Data for the change in blood pressure and lipid levels will be combined using a weighted mean difference method. This combines a weight based on the number of individuals in the trial and the within study variance. If the trial does not report the within study variance for decrease in blood pressure, the standard deviation will be imputed from the average standard deviation from the other trials.

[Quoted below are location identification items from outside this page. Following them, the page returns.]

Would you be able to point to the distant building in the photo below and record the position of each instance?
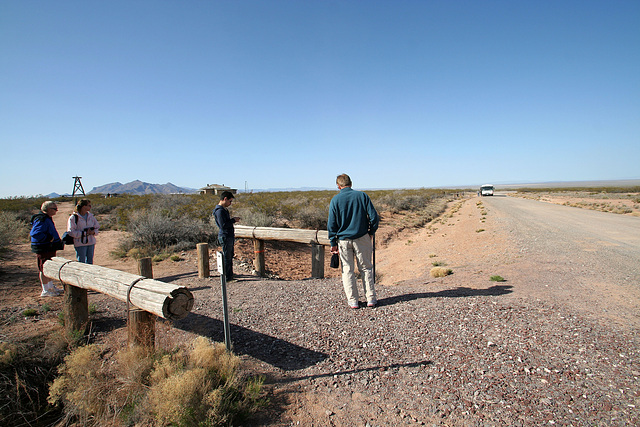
(217, 189)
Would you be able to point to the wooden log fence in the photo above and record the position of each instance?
(165, 300)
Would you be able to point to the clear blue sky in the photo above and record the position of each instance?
(291, 93)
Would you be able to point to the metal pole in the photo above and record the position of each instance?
(373, 237)
(225, 306)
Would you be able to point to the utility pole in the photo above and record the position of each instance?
(77, 185)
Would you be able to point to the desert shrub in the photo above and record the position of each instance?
(158, 230)
(12, 229)
(254, 218)
(24, 375)
(312, 217)
(200, 385)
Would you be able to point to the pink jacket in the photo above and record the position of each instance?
(76, 229)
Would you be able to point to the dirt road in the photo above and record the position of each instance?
(584, 258)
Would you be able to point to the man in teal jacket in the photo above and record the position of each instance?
(352, 222)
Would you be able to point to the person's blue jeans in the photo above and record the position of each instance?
(85, 253)
(227, 252)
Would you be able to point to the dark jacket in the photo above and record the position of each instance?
(224, 221)
(44, 236)
(351, 216)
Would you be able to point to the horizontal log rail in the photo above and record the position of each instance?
(162, 299)
(318, 237)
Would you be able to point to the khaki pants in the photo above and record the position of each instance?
(360, 249)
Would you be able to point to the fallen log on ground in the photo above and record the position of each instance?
(162, 299)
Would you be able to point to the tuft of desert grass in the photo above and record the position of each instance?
(440, 272)
(197, 385)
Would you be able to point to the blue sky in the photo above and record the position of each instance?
(280, 94)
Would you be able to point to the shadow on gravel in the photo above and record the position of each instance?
(355, 371)
(450, 293)
(274, 351)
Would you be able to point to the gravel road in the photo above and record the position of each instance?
(557, 344)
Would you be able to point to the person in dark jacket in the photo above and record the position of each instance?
(226, 235)
(352, 221)
(45, 241)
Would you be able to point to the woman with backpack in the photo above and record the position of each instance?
(45, 241)
(83, 227)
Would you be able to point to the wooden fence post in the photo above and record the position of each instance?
(203, 260)
(317, 261)
(141, 328)
(258, 262)
(76, 311)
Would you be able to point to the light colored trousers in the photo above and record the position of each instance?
(360, 249)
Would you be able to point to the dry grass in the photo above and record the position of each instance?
(197, 385)
(440, 272)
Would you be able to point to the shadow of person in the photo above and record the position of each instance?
(459, 292)
(274, 351)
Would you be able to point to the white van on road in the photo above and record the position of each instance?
(486, 190)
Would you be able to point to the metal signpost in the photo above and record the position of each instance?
(225, 307)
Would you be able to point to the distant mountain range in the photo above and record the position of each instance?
(138, 188)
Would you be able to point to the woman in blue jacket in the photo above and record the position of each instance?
(45, 241)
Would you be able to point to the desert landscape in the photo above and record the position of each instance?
(552, 341)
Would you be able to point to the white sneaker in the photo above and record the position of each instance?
(49, 293)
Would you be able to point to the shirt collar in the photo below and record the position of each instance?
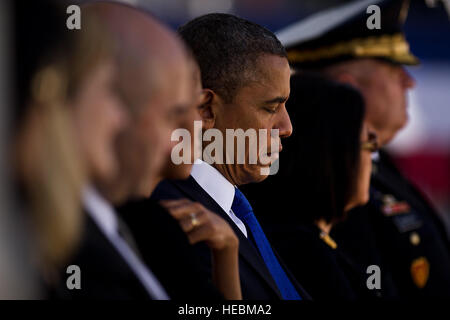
(100, 210)
(214, 183)
(376, 156)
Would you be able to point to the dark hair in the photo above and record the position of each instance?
(319, 162)
(227, 48)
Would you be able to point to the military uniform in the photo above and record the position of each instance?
(398, 230)
(407, 238)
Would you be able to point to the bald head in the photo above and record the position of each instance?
(146, 49)
(154, 80)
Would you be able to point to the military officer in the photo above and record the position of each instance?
(362, 44)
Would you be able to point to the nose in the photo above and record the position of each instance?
(284, 124)
(408, 80)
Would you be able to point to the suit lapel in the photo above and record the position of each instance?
(246, 250)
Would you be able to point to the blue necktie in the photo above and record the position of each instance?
(243, 210)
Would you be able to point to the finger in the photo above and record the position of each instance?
(174, 203)
(203, 232)
(185, 210)
(187, 223)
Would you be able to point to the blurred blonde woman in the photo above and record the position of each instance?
(67, 129)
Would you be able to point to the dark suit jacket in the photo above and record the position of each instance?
(327, 273)
(165, 248)
(417, 269)
(256, 281)
(105, 274)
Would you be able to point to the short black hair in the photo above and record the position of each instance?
(320, 160)
(227, 48)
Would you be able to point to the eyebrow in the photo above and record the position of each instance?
(276, 100)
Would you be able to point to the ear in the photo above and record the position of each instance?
(207, 108)
(348, 78)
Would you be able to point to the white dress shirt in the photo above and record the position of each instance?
(218, 188)
(105, 217)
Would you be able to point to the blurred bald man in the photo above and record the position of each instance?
(153, 81)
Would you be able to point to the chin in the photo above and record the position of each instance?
(364, 199)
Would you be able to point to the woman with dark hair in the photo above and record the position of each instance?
(324, 171)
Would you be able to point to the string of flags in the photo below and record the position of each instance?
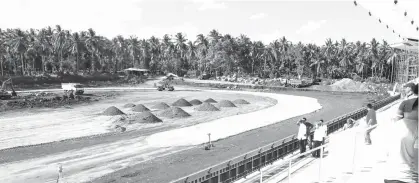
(405, 15)
(379, 20)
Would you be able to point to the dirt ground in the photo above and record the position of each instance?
(177, 165)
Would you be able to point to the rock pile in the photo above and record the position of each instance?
(140, 108)
(206, 107)
(112, 111)
(174, 112)
(195, 102)
(181, 103)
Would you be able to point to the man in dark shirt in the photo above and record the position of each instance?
(371, 120)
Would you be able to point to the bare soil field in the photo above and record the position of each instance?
(88, 144)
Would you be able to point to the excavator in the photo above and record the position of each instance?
(4, 95)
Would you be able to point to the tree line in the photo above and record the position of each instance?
(51, 50)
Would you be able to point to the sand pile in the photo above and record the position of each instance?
(174, 112)
(210, 100)
(112, 111)
(195, 102)
(140, 108)
(225, 103)
(181, 103)
(161, 105)
(129, 105)
(206, 107)
(241, 101)
(145, 117)
(347, 84)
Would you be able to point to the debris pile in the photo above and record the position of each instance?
(195, 102)
(226, 103)
(210, 100)
(140, 108)
(206, 107)
(129, 105)
(112, 111)
(144, 117)
(240, 101)
(174, 112)
(161, 106)
(182, 103)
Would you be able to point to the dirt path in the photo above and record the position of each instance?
(165, 169)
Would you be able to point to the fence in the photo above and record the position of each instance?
(252, 161)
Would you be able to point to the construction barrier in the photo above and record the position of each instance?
(240, 166)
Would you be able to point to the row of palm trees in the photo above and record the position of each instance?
(58, 50)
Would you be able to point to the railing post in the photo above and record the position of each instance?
(320, 164)
(354, 155)
(289, 171)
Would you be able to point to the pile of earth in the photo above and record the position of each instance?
(210, 100)
(225, 103)
(174, 112)
(206, 107)
(144, 117)
(240, 101)
(161, 105)
(140, 108)
(22, 102)
(347, 84)
(112, 111)
(129, 105)
(195, 102)
(181, 103)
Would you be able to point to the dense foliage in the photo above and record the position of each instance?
(58, 50)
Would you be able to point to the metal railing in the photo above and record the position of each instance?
(242, 165)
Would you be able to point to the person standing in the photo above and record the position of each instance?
(371, 120)
(302, 135)
(408, 113)
(320, 133)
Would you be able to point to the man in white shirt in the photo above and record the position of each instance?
(302, 135)
(320, 133)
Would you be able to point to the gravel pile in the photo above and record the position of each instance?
(195, 102)
(206, 107)
(129, 105)
(182, 103)
(145, 117)
(210, 100)
(241, 101)
(226, 103)
(112, 111)
(174, 112)
(140, 108)
(161, 106)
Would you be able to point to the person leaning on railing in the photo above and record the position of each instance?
(408, 113)
(320, 133)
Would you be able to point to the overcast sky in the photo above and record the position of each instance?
(306, 21)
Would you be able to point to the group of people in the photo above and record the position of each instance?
(304, 137)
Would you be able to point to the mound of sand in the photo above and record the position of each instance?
(181, 103)
(210, 100)
(174, 112)
(195, 102)
(112, 111)
(140, 108)
(129, 105)
(161, 105)
(206, 107)
(145, 117)
(241, 101)
(347, 84)
(226, 103)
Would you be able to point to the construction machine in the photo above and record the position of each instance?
(167, 83)
(4, 95)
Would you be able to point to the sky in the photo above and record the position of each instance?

This imputation is a limitation and to overcome this limitation, the 99% confidence interval will be reported instead of the standard 95% confidence interval reported for all other data.

Subgroup analysis and investigation of heterogeneity

We plan to perform subgroup analyses to test the effect of statins in hypertensive patients:
‐ older versus younger than 70 years
‐ male versus female
‐ with versus without manifestations of coronary heart disease
‐ with versus without elevated cholesterol
‐ with versusd without additional atherosclerosis risk factors

Sensitivity analysis

We will perform sensitivity analyses in order to explore the influence of the following factors on effect size:
‐ Repeating the analysis excluding unpublished studies (if there were any)
‐ Repeating the analysis taking into account individual components of study quality such as: allocation concealment, blinding and losses to follow‐up
‐ Repeating the analysis excluding any very long or large studies to establish how much they dominate the results.

The robustness of the results will also be tested by repeating the analysis using different measures of effects size (odds ratio) and different statistic models (random effects models).
If sufficient RCTs are identified, an attempt will be made to examine for publication bias using a funnel plot.